Superior Douglas County Family YMCA

National Diabetes Prevention Program

Classes start in January and July

Register at the Superior YMCA Member Services desk. Please contact Jen by phone or email with any questions., 715-392-5611

2020 NDPP Flyer

In the Diabetes Prevention Program, a trained lifestyle coach will introduce topics in a supportive, small group environment and encourage participants as they explore how healthy eating, physical activity and behavior changes can benefit their health. These classes are currently FREE with support from Essentia Health and our Annual Support Campaign

How it works:

The 12-month, group-based program consists of 16 one-hour, weekly sessions, followed by monthly sessions led by a trained lifestyle coach who facilitates a small group of people with similar goals.

Discuss topics such as healthy eating, increasing physical activity, reducing stress, problem solving, and much more.

Stay motivated to maintain progress towards program goals with monthly maintenance sessions.

You will do this by learning strategies for:

Healthy Eating——Eating smaller portions, reducing fat in your diet and discovering healthier food options has been proven to help prevent the onset of type 2 diabetes.

Increasing Physical Activity——Studies have repeatedly shown that moderate physical activity (walking, swimming, mowing the lawn) for as little as 30 minutes, five days a week can help improve your blood pressure, raise your good cholesterol and prevent blood flow problems.

Losing Weight——It has been shown that reducing your body weight by even a small amount (as little as 7%) can offer tremendous benefits for people at risk for diabetes.

Based on research funded by the National Institutes of Health, the program has been shown to reduce the number of new cases of type 2 diabetes by as much as 58%. The reduction was even greater, 71%, among adults aged 60 years or older.

Diabetes Prevention Program classes are sponsored by the Superior Douglas County Family YMCA and Essentia Health.

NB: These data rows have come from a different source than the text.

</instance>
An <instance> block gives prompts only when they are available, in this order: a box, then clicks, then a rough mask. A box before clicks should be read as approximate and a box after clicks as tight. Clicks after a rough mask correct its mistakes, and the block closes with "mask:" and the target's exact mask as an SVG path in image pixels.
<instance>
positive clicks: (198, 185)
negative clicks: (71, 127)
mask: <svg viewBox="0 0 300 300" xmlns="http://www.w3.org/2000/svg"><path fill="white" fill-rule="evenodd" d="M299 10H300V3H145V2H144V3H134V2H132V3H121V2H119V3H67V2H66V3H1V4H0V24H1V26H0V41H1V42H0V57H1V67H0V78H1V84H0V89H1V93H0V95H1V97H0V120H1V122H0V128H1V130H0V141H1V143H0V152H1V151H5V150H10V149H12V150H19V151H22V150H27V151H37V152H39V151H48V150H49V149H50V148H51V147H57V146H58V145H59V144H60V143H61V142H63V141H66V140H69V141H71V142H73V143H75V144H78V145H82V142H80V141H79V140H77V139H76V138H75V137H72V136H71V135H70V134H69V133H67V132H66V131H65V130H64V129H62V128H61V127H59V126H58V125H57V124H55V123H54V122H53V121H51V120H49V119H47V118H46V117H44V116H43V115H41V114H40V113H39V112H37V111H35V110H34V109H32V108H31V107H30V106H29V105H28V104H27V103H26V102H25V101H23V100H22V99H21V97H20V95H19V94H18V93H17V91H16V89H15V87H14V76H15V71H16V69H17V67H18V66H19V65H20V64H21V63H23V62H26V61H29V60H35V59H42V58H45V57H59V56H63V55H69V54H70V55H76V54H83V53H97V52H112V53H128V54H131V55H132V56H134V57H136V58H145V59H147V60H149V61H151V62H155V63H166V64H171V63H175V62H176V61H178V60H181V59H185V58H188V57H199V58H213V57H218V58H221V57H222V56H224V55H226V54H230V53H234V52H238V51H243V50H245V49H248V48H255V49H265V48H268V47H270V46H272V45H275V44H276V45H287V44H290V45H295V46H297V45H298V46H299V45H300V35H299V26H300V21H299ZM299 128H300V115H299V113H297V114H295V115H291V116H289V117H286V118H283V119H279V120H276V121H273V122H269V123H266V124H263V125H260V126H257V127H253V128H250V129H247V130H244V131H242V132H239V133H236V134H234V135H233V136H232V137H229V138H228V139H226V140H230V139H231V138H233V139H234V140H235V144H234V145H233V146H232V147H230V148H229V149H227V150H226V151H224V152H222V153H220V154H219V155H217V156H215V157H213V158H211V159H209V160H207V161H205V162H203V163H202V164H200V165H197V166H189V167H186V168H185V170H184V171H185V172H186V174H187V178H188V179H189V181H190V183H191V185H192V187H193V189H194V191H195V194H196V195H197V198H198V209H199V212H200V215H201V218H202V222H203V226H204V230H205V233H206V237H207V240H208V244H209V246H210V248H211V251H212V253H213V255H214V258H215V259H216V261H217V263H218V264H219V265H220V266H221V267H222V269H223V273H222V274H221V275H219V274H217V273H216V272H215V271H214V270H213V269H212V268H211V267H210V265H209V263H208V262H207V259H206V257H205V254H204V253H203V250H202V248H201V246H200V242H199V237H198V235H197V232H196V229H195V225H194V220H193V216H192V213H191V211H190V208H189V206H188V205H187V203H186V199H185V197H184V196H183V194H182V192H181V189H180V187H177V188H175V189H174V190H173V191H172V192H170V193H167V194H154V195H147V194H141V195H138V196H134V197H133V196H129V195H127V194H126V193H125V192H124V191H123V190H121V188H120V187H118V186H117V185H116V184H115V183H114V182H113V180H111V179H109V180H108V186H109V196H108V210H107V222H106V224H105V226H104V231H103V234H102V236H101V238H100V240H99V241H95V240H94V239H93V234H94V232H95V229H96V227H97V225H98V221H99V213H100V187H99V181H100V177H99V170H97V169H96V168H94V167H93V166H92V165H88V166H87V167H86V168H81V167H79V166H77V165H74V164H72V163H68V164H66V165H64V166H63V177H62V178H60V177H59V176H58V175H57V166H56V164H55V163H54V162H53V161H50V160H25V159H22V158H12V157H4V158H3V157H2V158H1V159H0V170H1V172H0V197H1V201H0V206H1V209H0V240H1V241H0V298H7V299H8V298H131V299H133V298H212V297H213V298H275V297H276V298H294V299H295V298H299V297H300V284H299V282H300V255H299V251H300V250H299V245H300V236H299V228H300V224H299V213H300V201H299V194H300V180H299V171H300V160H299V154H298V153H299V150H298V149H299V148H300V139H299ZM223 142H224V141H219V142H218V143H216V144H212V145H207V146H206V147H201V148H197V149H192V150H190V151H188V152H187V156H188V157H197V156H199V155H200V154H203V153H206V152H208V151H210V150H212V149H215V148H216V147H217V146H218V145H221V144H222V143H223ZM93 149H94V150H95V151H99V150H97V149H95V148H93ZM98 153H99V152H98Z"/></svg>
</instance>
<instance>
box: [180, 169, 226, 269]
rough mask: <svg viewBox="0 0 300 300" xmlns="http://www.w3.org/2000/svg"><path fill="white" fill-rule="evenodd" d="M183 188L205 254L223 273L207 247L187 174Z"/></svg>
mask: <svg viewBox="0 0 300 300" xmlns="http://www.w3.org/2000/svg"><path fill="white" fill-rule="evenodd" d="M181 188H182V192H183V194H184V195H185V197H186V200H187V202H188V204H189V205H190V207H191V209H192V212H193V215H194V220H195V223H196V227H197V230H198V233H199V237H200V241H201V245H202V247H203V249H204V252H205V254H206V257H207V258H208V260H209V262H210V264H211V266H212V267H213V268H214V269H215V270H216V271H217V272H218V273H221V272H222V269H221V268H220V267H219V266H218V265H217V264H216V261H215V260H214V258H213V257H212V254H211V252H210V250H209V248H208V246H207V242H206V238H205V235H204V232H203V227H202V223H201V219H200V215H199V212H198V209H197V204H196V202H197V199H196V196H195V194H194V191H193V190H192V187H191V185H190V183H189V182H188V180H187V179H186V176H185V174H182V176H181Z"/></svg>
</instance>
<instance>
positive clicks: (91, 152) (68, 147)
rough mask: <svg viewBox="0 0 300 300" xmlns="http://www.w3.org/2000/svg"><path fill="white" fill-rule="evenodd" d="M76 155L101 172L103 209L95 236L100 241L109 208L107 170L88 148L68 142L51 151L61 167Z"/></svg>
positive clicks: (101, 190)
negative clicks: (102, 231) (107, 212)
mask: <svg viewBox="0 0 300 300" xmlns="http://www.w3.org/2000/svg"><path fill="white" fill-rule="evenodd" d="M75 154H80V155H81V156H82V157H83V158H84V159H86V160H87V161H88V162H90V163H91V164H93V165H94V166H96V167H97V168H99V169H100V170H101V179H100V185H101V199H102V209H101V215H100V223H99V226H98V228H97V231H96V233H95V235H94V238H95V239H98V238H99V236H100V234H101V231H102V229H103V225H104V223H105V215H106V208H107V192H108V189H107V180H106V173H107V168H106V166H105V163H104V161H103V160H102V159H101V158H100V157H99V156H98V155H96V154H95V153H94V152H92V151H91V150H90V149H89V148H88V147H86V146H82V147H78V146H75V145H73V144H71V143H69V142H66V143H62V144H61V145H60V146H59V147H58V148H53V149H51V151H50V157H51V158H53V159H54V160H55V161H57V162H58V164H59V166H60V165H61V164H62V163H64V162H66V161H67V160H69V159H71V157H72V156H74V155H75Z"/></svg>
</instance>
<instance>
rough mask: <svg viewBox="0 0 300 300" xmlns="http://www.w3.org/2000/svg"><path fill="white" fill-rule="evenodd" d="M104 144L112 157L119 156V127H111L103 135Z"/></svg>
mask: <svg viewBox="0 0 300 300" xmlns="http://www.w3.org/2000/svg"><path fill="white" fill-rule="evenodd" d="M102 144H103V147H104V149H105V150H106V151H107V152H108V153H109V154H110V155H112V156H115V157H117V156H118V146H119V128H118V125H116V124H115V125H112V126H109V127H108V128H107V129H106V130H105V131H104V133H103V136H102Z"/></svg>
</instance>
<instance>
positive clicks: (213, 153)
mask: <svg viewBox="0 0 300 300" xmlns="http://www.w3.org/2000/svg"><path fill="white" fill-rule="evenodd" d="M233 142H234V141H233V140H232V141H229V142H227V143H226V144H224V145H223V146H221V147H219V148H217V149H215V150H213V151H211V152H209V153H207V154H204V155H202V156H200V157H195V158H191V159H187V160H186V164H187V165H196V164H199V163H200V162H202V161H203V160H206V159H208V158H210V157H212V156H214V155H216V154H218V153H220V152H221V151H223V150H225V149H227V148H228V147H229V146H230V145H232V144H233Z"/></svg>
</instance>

o I am at least 18 years old
o I am overweight (BMI ≥ 25: click to calculate BMI)
o I am at risk for developing type 2 diabetes or have been diagnosed with prediabetes by a healthcare provider


o A1c: (must be 5.7% – 6.4%)
o Fasting Plasma Glucose: (must be 100 – 125 mg/dL)
o 2-hour (75 gm glucola) Plasma Glucose: (must be 140 – 199 mg/dL)
o Prediabetes determined by clinical diagnosis of Gestational Diabetes (GDM) during previous pregnancy



Prediabetes means your blood glucose (sugar) is higher than normal, but not yet diabetes. Type 2 diabetes can be delayed or prevented in people with prediabetes through effective lifestyle programs. Take the first step. Find out your risk for prediabetes.

Answer these seven questions – for each “Yes” answer, add the number of points listed: YES NO
Are you a woman who has had a baby weighing more than 9 pounds at birth? 1 0
Do you have a parent with diabetes? 1 0
Do you have a brother or sister with diabetes? 1 0
Is your BMI > 25 (Use the calculator above.)? 5 0
Are you younger than 65 years of age and get little or no physical activity in a typical day? 5 0
Are you between 45 and 64 years of age? 5 0
Are you 65 years of age or older? 9 0

If your “yes” answers score 9 or higher, then you may be at risk for prediabetes or diabetes, and may qualify for the program. This does NOT mean you have diabetes. You will need a blood test to confirm if you have diabetes.

Diabetes Facts

The Centers for Disease Control and Prevention (CDC) have been involved in extensive research on prediabetes and diabetes in the United States. Their findings suggest that this disease continues to be a growing issue for people of all ages and backgrounds:

  • Diabetes affects 25.8 million people in the United States.
  • Recent studies estimate that 79 million Americans over the ages of 20 have prediabetes.
  • Diabetes is the seventh leading cause of death in the United States.
  • In 2010, roughly 1.9 million new cases of diabetes in people over the age of 20 were diagnosed.
  • People with diabetes are about 50% more likely to die than people of the same age without diabetes.
  • Medical expenses for people with diabetes are 2.3 times greater than those without.
  • People with diabetes are between 2-4 times more likely to have a stroke and die from heart disease.
  • Diabetes is the leading cause of new cases of blindness in people aged 20-74.
  • People with diabetes are at greater risk for nerve damage, dental disease, lower limb amputation, depression and complications during pregnancy.